Athan stood up, stony-faced, even though he’d wiped the dust from it. “No,” he said. “They’re right. We’ll do what we have to do. Saga…go ahead. Take the…the worst one. And blast all of this out of the others.”
“Pardon, garçon,” Saga said. “But if they use thermal or X-ray or the like, it will be a teensy bit obvious there’s only one human aboard. I count us as three. And a half. We can round down.”
“Athan, please,” AEGIS turned on him. “I know…right now you’re really lost and vulnerable. And you feel like you need to do everything you can–“
He raised a hand at her and she stopped. But only for a moment.
“–but don’t let a moment of weakness scar you for the rest of your life,” she blurted out. “Don’t do something you won’t be able to face tomorrow.”
“Such as, letting his sister die?” Karu crossed her arms imperiously. “Fight with all of your capabilities or none of them.”
“It’s fine, AEGIS,” he said, his voice dead and flat, as though he weren’t even the same person as from a minute ago. “If it kills me…it doesn’t matter. As long as it doesn’t kill her.”
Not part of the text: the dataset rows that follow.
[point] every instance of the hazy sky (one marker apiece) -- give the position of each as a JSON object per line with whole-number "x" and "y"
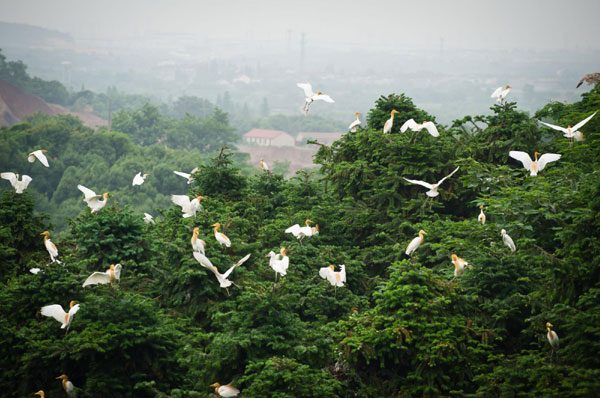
{"x": 540, "y": 24}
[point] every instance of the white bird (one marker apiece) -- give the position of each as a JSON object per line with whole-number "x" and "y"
{"x": 226, "y": 391}
{"x": 139, "y": 179}
{"x": 534, "y": 166}
{"x": 481, "y": 217}
{"x": 188, "y": 207}
{"x": 56, "y": 311}
{"x": 415, "y": 243}
{"x": 279, "y": 262}
{"x": 433, "y": 188}
{"x": 571, "y": 132}
{"x": 310, "y": 96}
{"x": 459, "y": 265}
{"x": 354, "y": 125}
{"x": 508, "y": 241}
{"x": 222, "y": 278}
{"x": 19, "y": 186}
{"x": 414, "y": 126}
{"x": 186, "y": 175}
{"x": 387, "y": 127}
{"x": 39, "y": 154}
{"x": 221, "y": 237}
{"x": 109, "y": 276}
{"x": 198, "y": 245}
{"x": 500, "y": 93}
{"x": 92, "y": 199}
{"x": 50, "y": 247}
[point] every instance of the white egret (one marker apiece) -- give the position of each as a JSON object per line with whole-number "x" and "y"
{"x": 188, "y": 207}
{"x": 433, "y": 188}
{"x": 534, "y": 166}
{"x": 310, "y": 96}
{"x": 279, "y": 262}
{"x": 109, "y": 276}
{"x": 508, "y": 241}
{"x": 92, "y": 199}
{"x": 387, "y": 127}
{"x": 56, "y": 311}
{"x": 13, "y": 178}
{"x": 415, "y": 243}
{"x": 354, "y": 125}
{"x": 139, "y": 179}
{"x": 39, "y": 154}
{"x": 226, "y": 391}
{"x": 221, "y": 237}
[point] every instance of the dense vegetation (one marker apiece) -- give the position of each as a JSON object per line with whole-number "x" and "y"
{"x": 401, "y": 326}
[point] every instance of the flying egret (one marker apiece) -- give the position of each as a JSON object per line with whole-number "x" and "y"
{"x": 226, "y": 391}
{"x": 222, "y": 278}
{"x": 92, "y": 199}
{"x": 139, "y": 179}
{"x": 50, "y": 247}
{"x": 534, "y": 166}
{"x": 481, "y": 217}
{"x": 109, "y": 276}
{"x": 13, "y": 178}
{"x": 433, "y": 188}
{"x": 500, "y": 93}
{"x": 310, "y": 96}
{"x": 221, "y": 237}
{"x": 186, "y": 175}
{"x": 56, "y": 311}
{"x": 459, "y": 265}
{"x": 279, "y": 262}
{"x": 387, "y": 127}
{"x": 415, "y": 243}
{"x": 188, "y": 207}
{"x": 508, "y": 240}
{"x": 354, "y": 125}
{"x": 39, "y": 154}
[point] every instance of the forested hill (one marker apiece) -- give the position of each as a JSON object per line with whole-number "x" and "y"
{"x": 401, "y": 326}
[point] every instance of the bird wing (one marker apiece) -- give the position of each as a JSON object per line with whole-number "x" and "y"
{"x": 419, "y": 182}
{"x": 547, "y": 158}
{"x": 521, "y": 157}
{"x": 55, "y": 311}
{"x": 584, "y": 121}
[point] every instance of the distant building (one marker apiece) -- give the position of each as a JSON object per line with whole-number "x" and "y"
{"x": 322, "y": 138}
{"x": 269, "y": 138}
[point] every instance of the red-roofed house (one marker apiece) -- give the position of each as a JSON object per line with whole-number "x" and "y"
{"x": 269, "y": 138}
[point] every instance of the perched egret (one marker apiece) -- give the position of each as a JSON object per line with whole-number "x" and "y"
{"x": 39, "y": 154}
{"x": 459, "y": 265}
{"x": 139, "y": 179}
{"x": 387, "y": 127}
{"x": 279, "y": 262}
{"x": 56, "y": 311}
{"x": 481, "y": 217}
{"x": 109, "y": 276}
{"x": 432, "y": 193}
{"x": 50, "y": 247}
{"x": 92, "y": 199}
{"x": 221, "y": 237}
{"x": 500, "y": 93}
{"x": 508, "y": 241}
{"x": 188, "y": 207}
{"x": 225, "y": 391}
{"x": 534, "y": 166}
{"x": 354, "y": 125}
{"x": 186, "y": 175}
{"x": 310, "y": 96}
{"x": 13, "y": 178}
{"x": 415, "y": 243}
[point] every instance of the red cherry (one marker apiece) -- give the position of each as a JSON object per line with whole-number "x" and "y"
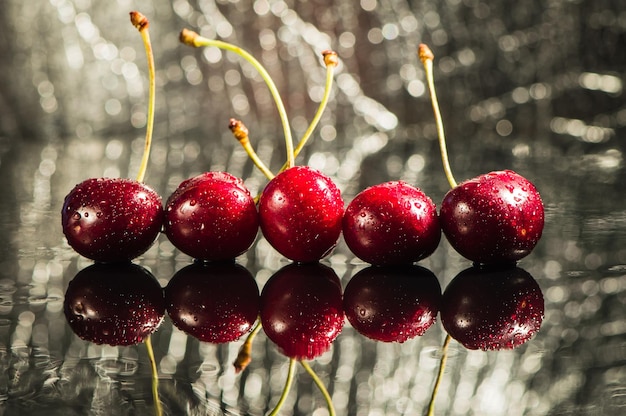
{"x": 213, "y": 302}
{"x": 391, "y": 223}
{"x": 111, "y": 219}
{"x": 492, "y": 309}
{"x": 301, "y": 309}
{"x": 114, "y": 304}
{"x": 211, "y": 217}
{"x": 300, "y": 214}
{"x": 392, "y": 303}
{"x": 497, "y": 217}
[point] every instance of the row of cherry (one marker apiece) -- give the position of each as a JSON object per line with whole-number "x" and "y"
{"x": 123, "y": 303}
{"x": 494, "y": 218}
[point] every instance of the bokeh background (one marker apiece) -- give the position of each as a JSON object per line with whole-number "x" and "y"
{"x": 536, "y": 86}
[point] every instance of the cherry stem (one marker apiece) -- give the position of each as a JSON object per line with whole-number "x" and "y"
{"x": 141, "y": 23}
{"x": 331, "y": 62}
{"x": 427, "y": 57}
{"x": 321, "y": 387}
{"x": 286, "y": 388}
{"x": 442, "y": 366}
{"x": 240, "y": 131}
{"x": 244, "y": 357}
{"x": 191, "y": 38}
{"x": 158, "y": 411}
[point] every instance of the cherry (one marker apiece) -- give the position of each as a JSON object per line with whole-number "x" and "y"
{"x": 213, "y": 302}
{"x": 492, "y": 309}
{"x": 391, "y": 223}
{"x": 114, "y": 304}
{"x": 301, "y": 309}
{"x": 211, "y": 217}
{"x": 392, "y": 303}
{"x": 494, "y": 218}
{"x": 300, "y": 213}
{"x": 113, "y": 219}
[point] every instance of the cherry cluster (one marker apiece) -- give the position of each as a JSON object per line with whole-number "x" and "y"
{"x": 493, "y": 220}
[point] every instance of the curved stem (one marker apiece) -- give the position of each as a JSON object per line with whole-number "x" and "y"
{"x": 245, "y": 356}
{"x": 191, "y": 38}
{"x": 442, "y": 366}
{"x": 141, "y": 23}
{"x": 321, "y": 387}
{"x": 330, "y": 60}
{"x": 286, "y": 388}
{"x": 240, "y": 131}
{"x": 158, "y": 410}
{"x": 427, "y": 57}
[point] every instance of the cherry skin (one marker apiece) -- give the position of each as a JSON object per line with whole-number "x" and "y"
{"x": 391, "y": 223}
{"x": 211, "y": 217}
{"x": 111, "y": 219}
{"x": 301, "y": 309}
{"x": 392, "y": 303}
{"x": 114, "y": 304}
{"x": 213, "y": 302}
{"x": 300, "y": 214}
{"x": 492, "y": 309}
{"x": 494, "y": 218}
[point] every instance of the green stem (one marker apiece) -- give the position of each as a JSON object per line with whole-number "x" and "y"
{"x": 158, "y": 410}
{"x": 191, "y": 38}
{"x": 286, "y": 388}
{"x": 240, "y": 131}
{"x": 442, "y": 366}
{"x": 427, "y": 57}
{"x": 244, "y": 356}
{"x": 141, "y": 23}
{"x": 330, "y": 60}
{"x": 321, "y": 387}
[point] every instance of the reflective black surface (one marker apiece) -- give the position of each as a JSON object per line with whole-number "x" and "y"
{"x": 536, "y": 87}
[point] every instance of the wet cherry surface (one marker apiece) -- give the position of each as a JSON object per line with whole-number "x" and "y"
{"x": 111, "y": 219}
{"x": 300, "y": 213}
{"x": 497, "y": 217}
{"x": 391, "y": 223}
{"x": 211, "y": 217}
{"x": 114, "y": 304}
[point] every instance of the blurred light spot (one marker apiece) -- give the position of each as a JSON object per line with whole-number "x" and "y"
{"x": 328, "y": 132}
{"x": 431, "y": 19}
{"x": 267, "y": 39}
{"x": 467, "y": 57}
{"x": 47, "y": 167}
{"x": 375, "y": 35}
{"x": 390, "y": 31}
{"x": 368, "y": 5}
{"x": 114, "y": 149}
{"x": 520, "y": 95}
{"x": 416, "y": 163}
{"x": 232, "y": 77}
{"x": 416, "y": 88}
{"x": 347, "y": 40}
{"x": 216, "y": 83}
{"x": 130, "y": 70}
{"x": 504, "y": 128}
{"x": 606, "y": 83}
{"x": 112, "y": 106}
{"x": 539, "y": 91}
{"x": 447, "y": 64}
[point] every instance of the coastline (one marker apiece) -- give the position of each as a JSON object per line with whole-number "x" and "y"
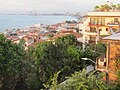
{"x": 21, "y": 21}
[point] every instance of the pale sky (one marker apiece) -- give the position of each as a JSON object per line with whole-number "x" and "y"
{"x": 47, "y": 6}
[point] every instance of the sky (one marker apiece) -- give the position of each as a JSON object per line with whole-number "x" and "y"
{"x": 51, "y": 6}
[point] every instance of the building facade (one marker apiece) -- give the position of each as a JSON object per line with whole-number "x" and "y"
{"x": 99, "y": 24}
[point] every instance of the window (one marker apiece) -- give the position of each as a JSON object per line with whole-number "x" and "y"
{"x": 92, "y": 29}
{"x": 92, "y": 38}
{"x": 115, "y": 19}
{"x": 106, "y": 29}
{"x": 97, "y": 21}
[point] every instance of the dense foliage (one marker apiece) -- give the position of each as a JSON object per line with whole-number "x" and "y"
{"x": 34, "y": 68}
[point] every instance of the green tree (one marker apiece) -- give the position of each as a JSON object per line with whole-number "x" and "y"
{"x": 13, "y": 69}
{"x": 63, "y": 55}
{"x": 82, "y": 81}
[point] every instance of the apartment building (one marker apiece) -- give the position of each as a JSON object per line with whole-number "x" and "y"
{"x": 98, "y": 24}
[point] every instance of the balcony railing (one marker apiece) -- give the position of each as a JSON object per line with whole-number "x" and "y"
{"x": 101, "y": 64}
{"x": 113, "y": 24}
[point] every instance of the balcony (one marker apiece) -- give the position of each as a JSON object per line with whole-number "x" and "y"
{"x": 91, "y": 33}
{"x": 101, "y": 63}
{"x": 113, "y": 24}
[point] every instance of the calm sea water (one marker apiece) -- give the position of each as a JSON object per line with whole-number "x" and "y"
{"x": 21, "y": 21}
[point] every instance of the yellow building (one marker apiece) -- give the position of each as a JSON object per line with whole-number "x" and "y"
{"x": 99, "y": 24}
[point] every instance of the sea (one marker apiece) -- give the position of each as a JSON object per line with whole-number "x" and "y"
{"x": 21, "y": 21}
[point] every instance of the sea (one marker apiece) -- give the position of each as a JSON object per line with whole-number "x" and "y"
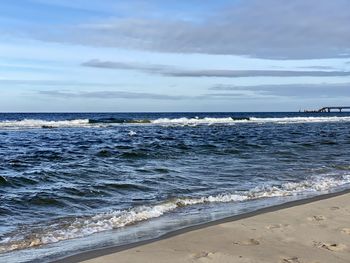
{"x": 74, "y": 182}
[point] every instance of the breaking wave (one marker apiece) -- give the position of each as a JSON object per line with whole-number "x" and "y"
{"x": 70, "y": 228}
{"x": 34, "y": 123}
{"x": 37, "y": 123}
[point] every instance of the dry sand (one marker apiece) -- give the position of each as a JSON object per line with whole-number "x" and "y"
{"x": 307, "y": 233}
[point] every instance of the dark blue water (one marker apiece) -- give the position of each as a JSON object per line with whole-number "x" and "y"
{"x": 75, "y": 181}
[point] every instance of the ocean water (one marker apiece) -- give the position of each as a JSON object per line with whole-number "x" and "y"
{"x": 71, "y": 182}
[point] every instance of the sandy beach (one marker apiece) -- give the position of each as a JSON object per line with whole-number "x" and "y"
{"x": 317, "y": 231}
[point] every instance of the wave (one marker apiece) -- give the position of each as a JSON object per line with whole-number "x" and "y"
{"x": 38, "y": 123}
{"x": 232, "y": 120}
{"x": 64, "y": 229}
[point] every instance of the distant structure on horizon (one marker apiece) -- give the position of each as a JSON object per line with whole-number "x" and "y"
{"x": 329, "y": 109}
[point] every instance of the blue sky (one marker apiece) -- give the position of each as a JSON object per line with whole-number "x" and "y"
{"x": 190, "y": 55}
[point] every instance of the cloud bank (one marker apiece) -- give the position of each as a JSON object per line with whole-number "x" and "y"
{"x": 170, "y": 71}
{"x": 275, "y": 29}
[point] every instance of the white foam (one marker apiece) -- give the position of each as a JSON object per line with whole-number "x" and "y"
{"x": 85, "y": 226}
{"x": 37, "y": 123}
{"x": 229, "y": 120}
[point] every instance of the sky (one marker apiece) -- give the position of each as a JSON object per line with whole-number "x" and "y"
{"x": 174, "y": 55}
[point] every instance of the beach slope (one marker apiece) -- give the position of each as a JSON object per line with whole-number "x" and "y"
{"x": 309, "y": 233}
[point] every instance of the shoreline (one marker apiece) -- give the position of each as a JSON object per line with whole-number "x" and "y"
{"x": 102, "y": 252}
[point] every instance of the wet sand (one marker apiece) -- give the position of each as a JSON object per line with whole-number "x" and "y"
{"x": 315, "y": 230}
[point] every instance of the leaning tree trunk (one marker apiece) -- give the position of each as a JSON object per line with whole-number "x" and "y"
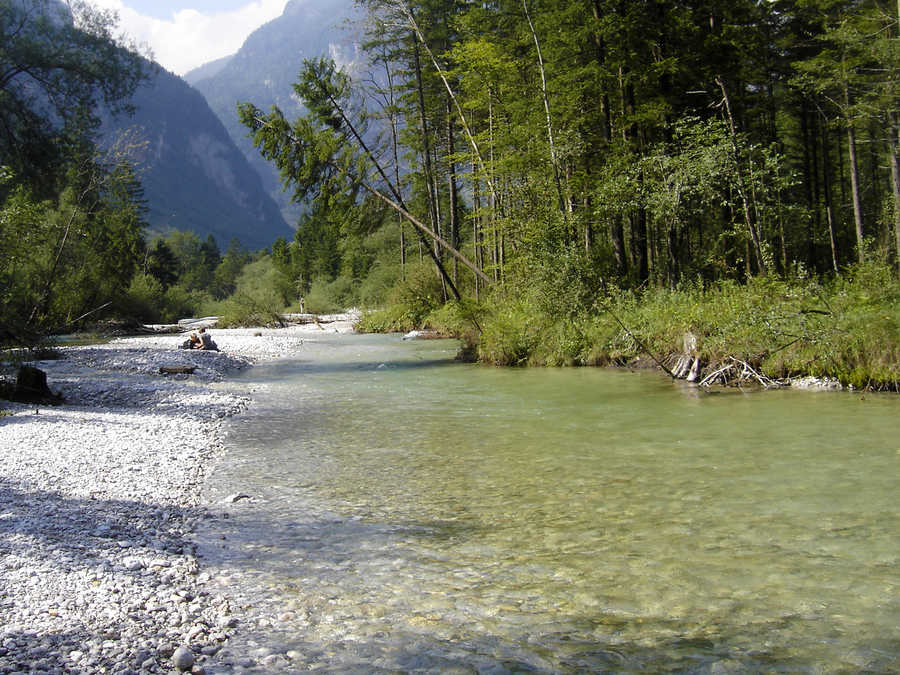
{"x": 894, "y": 143}
{"x": 854, "y": 180}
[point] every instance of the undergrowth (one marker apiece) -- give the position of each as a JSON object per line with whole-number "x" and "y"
{"x": 846, "y": 328}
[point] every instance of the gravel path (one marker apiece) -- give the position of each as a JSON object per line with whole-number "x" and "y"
{"x": 99, "y": 496}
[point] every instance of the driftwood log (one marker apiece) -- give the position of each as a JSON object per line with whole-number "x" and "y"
{"x": 177, "y": 370}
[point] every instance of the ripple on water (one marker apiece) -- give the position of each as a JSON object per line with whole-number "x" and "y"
{"x": 440, "y": 516}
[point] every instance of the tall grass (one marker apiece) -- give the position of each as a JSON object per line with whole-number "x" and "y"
{"x": 847, "y": 328}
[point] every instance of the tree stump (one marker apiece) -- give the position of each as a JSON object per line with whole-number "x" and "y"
{"x": 31, "y": 387}
{"x": 177, "y": 370}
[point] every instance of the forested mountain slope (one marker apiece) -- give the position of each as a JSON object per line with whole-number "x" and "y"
{"x": 266, "y": 67}
{"x": 194, "y": 178}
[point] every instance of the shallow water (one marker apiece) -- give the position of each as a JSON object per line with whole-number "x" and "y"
{"x": 411, "y": 513}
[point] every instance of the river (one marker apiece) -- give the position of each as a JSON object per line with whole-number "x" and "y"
{"x": 410, "y": 513}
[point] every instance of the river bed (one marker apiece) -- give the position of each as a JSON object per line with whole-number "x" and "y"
{"x": 405, "y": 512}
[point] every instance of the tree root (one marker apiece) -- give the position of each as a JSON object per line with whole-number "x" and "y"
{"x": 736, "y": 372}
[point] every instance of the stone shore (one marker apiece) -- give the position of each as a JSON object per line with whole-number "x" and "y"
{"x": 99, "y": 497}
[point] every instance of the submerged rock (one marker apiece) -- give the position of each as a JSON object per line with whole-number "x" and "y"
{"x": 816, "y": 383}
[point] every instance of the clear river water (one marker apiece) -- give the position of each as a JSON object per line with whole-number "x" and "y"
{"x": 410, "y": 513}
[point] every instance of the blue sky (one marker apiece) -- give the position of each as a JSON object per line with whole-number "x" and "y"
{"x": 184, "y": 34}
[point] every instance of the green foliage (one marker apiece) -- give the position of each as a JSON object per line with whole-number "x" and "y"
{"x": 259, "y": 297}
{"x": 848, "y": 330}
{"x": 57, "y": 62}
{"x": 411, "y": 301}
{"x": 326, "y": 296}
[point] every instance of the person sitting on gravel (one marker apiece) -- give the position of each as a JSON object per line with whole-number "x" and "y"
{"x": 206, "y": 342}
{"x": 193, "y": 342}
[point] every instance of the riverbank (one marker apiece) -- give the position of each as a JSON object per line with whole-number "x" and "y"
{"x": 769, "y": 331}
{"x": 99, "y": 496}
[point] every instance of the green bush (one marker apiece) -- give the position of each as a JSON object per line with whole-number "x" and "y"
{"x": 326, "y": 296}
{"x": 260, "y": 296}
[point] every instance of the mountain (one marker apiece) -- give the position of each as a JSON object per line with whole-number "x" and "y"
{"x": 207, "y": 70}
{"x": 194, "y": 177}
{"x": 265, "y": 68}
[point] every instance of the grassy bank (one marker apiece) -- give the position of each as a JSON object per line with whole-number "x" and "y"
{"x": 847, "y": 328}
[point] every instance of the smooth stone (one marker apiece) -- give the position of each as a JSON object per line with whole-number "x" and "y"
{"x": 183, "y": 659}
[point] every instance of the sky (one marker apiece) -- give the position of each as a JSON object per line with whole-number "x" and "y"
{"x": 184, "y": 34}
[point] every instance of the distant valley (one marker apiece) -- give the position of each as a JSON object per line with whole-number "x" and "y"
{"x": 199, "y": 170}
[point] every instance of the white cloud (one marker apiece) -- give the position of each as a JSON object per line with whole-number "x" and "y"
{"x": 191, "y": 38}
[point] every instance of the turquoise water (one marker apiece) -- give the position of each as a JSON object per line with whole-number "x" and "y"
{"x": 415, "y": 514}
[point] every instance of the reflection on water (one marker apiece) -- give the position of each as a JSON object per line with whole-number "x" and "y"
{"x": 415, "y": 514}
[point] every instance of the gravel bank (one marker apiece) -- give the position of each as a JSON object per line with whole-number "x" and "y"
{"x": 98, "y": 498}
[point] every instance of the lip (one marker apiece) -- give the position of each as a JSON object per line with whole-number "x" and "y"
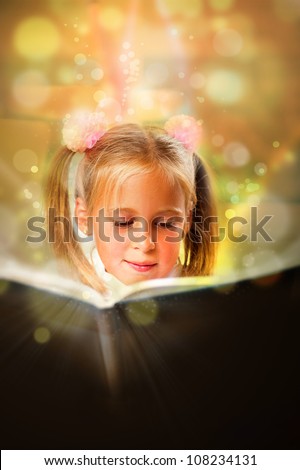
{"x": 141, "y": 267}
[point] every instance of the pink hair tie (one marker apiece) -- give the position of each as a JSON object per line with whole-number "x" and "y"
{"x": 82, "y": 130}
{"x": 185, "y": 129}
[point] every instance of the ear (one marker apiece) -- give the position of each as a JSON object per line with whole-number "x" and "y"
{"x": 189, "y": 219}
{"x": 81, "y": 214}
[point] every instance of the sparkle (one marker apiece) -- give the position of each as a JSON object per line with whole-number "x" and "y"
{"x": 260, "y": 169}
{"x": 80, "y": 59}
{"x": 41, "y": 335}
{"x": 229, "y": 213}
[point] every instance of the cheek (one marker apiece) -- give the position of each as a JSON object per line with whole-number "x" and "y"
{"x": 169, "y": 250}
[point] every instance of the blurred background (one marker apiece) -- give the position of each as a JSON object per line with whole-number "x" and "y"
{"x": 232, "y": 64}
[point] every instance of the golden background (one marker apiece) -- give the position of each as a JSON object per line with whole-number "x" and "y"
{"x": 232, "y": 64}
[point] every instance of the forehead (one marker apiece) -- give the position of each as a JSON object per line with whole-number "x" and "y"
{"x": 148, "y": 193}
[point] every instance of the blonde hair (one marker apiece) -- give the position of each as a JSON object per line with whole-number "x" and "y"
{"x": 123, "y": 151}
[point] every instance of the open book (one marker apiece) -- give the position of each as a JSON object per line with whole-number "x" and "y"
{"x": 177, "y": 363}
{"x": 48, "y": 280}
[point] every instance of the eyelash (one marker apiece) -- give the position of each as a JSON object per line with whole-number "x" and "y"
{"x": 128, "y": 223}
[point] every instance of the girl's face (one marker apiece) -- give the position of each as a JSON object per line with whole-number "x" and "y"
{"x": 138, "y": 236}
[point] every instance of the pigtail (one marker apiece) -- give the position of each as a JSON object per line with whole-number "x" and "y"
{"x": 60, "y": 224}
{"x": 200, "y": 242}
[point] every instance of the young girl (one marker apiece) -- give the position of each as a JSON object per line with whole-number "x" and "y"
{"x": 141, "y": 194}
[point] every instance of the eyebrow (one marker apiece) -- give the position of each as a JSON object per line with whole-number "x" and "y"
{"x": 164, "y": 210}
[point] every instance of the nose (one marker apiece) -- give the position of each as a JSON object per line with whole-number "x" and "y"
{"x": 143, "y": 241}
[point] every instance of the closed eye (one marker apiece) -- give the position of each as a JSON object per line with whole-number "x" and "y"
{"x": 123, "y": 223}
{"x": 169, "y": 223}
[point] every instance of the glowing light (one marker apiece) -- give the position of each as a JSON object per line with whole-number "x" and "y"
{"x": 221, "y": 4}
{"x": 251, "y": 187}
{"x": 65, "y": 74}
{"x": 229, "y": 213}
{"x": 188, "y": 8}
{"x": 260, "y": 169}
{"x": 41, "y": 335}
{"x": 36, "y": 38}
{"x": 111, "y": 18}
{"x": 99, "y": 95}
{"x": 110, "y": 107}
{"x": 253, "y": 200}
{"x": 248, "y": 260}
{"x": 197, "y": 80}
{"x": 232, "y": 187}
{"x": 86, "y": 295}
{"x": 217, "y": 140}
{"x": 156, "y": 74}
{"x": 31, "y": 89}
{"x": 34, "y": 188}
{"x": 235, "y": 199}
{"x": 80, "y": 59}
{"x": 227, "y": 42}
{"x": 97, "y": 73}
{"x": 24, "y": 159}
{"x": 27, "y": 194}
{"x": 142, "y": 313}
{"x": 225, "y": 86}
{"x": 236, "y": 154}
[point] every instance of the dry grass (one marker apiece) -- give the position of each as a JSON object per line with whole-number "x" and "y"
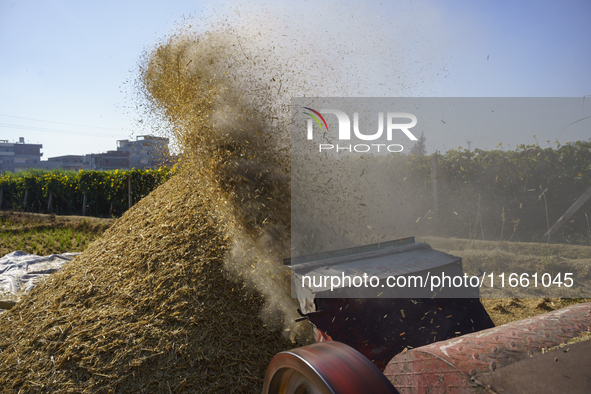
{"x": 146, "y": 308}
{"x": 47, "y": 234}
{"x": 492, "y": 256}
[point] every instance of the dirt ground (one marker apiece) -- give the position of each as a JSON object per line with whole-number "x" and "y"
{"x": 501, "y": 310}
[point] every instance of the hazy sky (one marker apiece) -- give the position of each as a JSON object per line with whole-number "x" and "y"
{"x": 64, "y": 64}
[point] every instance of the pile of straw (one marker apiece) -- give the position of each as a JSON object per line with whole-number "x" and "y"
{"x": 146, "y": 308}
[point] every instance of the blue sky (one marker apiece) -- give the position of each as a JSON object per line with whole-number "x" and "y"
{"x": 66, "y": 63}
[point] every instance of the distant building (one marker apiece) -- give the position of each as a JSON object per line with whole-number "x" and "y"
{"x": 19, "y": 156}
{"x": 68, "y": 162}
{"x": 112, "y": 160}
{"x": 146, "y": 151}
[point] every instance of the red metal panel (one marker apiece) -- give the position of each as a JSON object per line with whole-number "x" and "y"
{"x": 490, "y": 349}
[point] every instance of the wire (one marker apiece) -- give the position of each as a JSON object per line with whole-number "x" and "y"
{"x": 46, "y": 130}
{"x": 68, "y": 124}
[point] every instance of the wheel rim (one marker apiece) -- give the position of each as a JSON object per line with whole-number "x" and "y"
{"x": 324, "y": 368}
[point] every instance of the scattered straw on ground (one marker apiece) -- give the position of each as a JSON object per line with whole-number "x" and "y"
{"x": 146, "y": 308}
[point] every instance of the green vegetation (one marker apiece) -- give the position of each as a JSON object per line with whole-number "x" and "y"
{"x": 46, "y": 234}
{"x": 106, "y": 191}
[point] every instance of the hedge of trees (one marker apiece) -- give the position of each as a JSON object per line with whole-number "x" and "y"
{"x": 85, "y": 192}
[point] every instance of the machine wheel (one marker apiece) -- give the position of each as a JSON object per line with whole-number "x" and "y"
{"x": 324, "y": 368}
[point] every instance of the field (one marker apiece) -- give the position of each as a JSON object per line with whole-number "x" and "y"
{"x": 47, "y": 234}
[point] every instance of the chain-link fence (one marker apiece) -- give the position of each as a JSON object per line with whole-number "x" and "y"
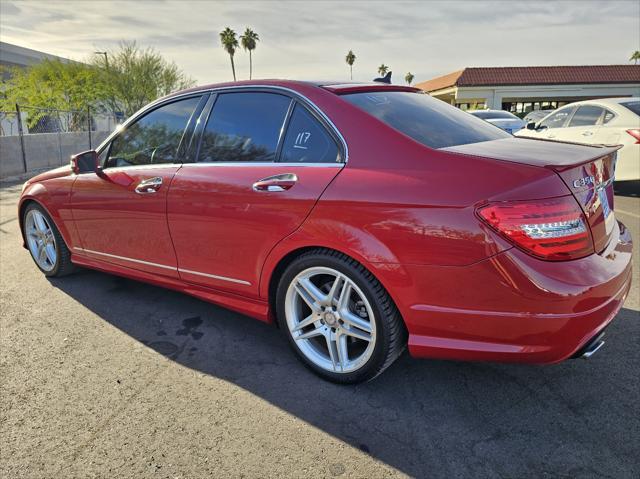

AEGIS shook her head and pulled at her long strands of hair, and seemed to have a lot to say but said none of it. Saga led the others into the back, leaving AEGIS alone with us. After staring at me for long moments, she finally took my hand and gave it a firm squeeze.
“I’m so sorry about this,” she said.
“About what?” I asked.
“About…everything. You have the worst luck in the world. Please don’t blame Exhumans. We’re just…bad people, trying to do the right thing, the only way we know how.”
I numbly stared at her, not understanding what was prompting this stranger to suddenly drop this intimate moment on me, before she followed the others into the back office.
I didn’t understand why the three of us left climbed into the XPCA van either, but it seemed like the most natural thing in the world, and the others were doing it without question. I guessed there was a good reason for it…it certainly felt like there was, but I couldn’t remember it.
Not that I really needed to. I decided not to think about it, which was a convenient ability for any fast-food worker to have, especially the graveyard shift variety.
As our allegedly-present supervisor threw the van into gear, and the window radiated with spiderwebs of cracks, the sound of distant gunshots echoed out in the night. We gave each other one reassuring glance. Three familiar faces, doing what we knew was right.
And then he floored it, and we drove straight into the lines of the softest concentration of military we could find.